Officials present the road building as part of efforts to develop informal areas across Egypt, connecting them to transport networks and basic services. They say those displaced will be compensated or resettled.
Some of those moved from Ezbet el-Hagana have been allocated furnished housing in Ahlina, a new district on Cairo’s outskirts with a youth centre and playgrounds, and residents say conditions are good. But they have to pay rent and some have lost access to work.
“The problem is money, and life is expensive,” said 75-year-old pensioner Sabri Abdo, whose son is a motor rickshaw driver. “Before this I lived in my own property and didn’t pay rent.
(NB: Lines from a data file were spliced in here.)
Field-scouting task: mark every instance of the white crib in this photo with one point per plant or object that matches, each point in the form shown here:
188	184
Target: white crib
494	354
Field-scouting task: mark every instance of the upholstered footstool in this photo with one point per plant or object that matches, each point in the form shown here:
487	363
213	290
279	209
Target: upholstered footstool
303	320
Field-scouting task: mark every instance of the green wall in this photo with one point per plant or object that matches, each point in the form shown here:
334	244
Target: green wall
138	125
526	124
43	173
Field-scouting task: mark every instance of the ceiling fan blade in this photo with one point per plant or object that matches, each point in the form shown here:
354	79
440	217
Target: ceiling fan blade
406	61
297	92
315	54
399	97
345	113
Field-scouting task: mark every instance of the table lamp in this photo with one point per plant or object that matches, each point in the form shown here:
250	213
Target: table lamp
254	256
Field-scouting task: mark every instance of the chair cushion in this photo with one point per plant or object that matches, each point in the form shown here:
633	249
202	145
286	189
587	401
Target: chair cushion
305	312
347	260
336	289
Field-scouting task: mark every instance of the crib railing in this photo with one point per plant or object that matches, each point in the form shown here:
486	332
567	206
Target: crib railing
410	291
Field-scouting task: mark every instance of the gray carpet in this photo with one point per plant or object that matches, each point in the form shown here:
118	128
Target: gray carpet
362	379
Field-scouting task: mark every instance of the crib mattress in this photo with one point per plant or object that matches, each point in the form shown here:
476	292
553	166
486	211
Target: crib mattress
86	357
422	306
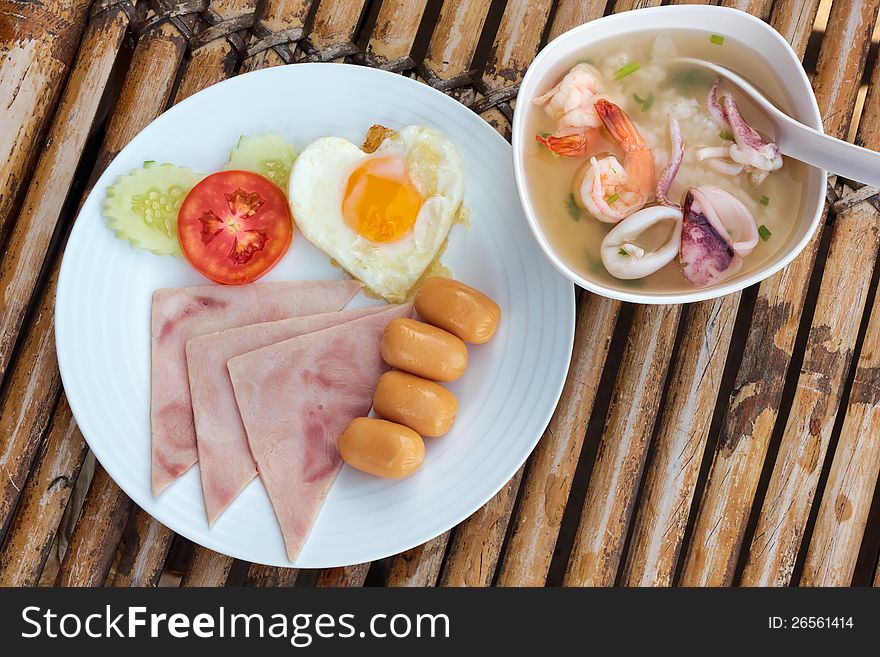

No one knows my son here, so things aren’t working for him like they were over there.”
The east Cairo governor’s office, which oversees the area, was not available for comment.
The road building surge – social media posts dub Egypt “the republic of roads and bridges” – has triggered disquiet for other reasons.
Bridge and road building near the pyramids, around Cairo’s “cities of the dead” where people live among old family tombs, and in the genteel neighbourhood of Heliopolis, has alarmed conservationists.
Commuting in and out of Heliopolis has become quicker but the character of the neighbourhood had changed for residents, said Choucri Asmar, head of volunteer group Heliopolis Heritage Foundation.
“They cannot walk in the street anymore, they can’t cross the street anymore, they cannot see trees from their balconies every afternoon with the birds,” he said.
LESS STRESS
Asked for a response to complaints about the road and bridge programme on TV earlier this year, Sisi said no sector – including health, education, agriculture and manufacturing – was neglected.
“We need to do this so we can make people’s lives easier, so we can reduce the amount of lost time, people’s stress and the fuel being used causing more pollution,” he said.
A World Bank study in 2014 estimated the costs of congestion in greater Cairo at 3.6% of Egypt’s gross domestic product, far higher than some other big cities – though it warned that building more roads and bridges would not solve the problem.
While tens of billions of dollars are being spent on roads in eastern Cairo, the new capital in the desert and a summer capital on the north coast at El Alamein, roads elsewhere are often under-maintained, mass transit limited and public services patchy.
Like other motorists, Hesham Abu Aya, a 51-year-old taxi driver with three daughters, said new roads had eased the traffic crisis but he had to pay 7,500 Egyptian pounds ($480) to fix his car after hitting a pothole.
“If I want the state to spend on something other than bridges and roads, it would be healthcare,” he said.
Egypt suffers from lack of research and development and barriers to private sector expansion, said Yezid Sayigh, a senior fellow at the Carnegie Middle East Centre. “Behind all the investment in real estate or in infrastructure, there’s very little investment in the rest of the productive economy.”
Those with a record in the sector tend to get contracts from military and other state agencies directing the infrastructure drive and can secure financing from banks, said Shams Eldin Yousef, Chairman of Al-Shams Contracting Company and a board member of Egypt’s construction federation.
His company has picked up business through the road projects but he wonders how long the boom will last.
“If a wheel that is moving at this speed and on this scale stops, it will be a problem,” he said.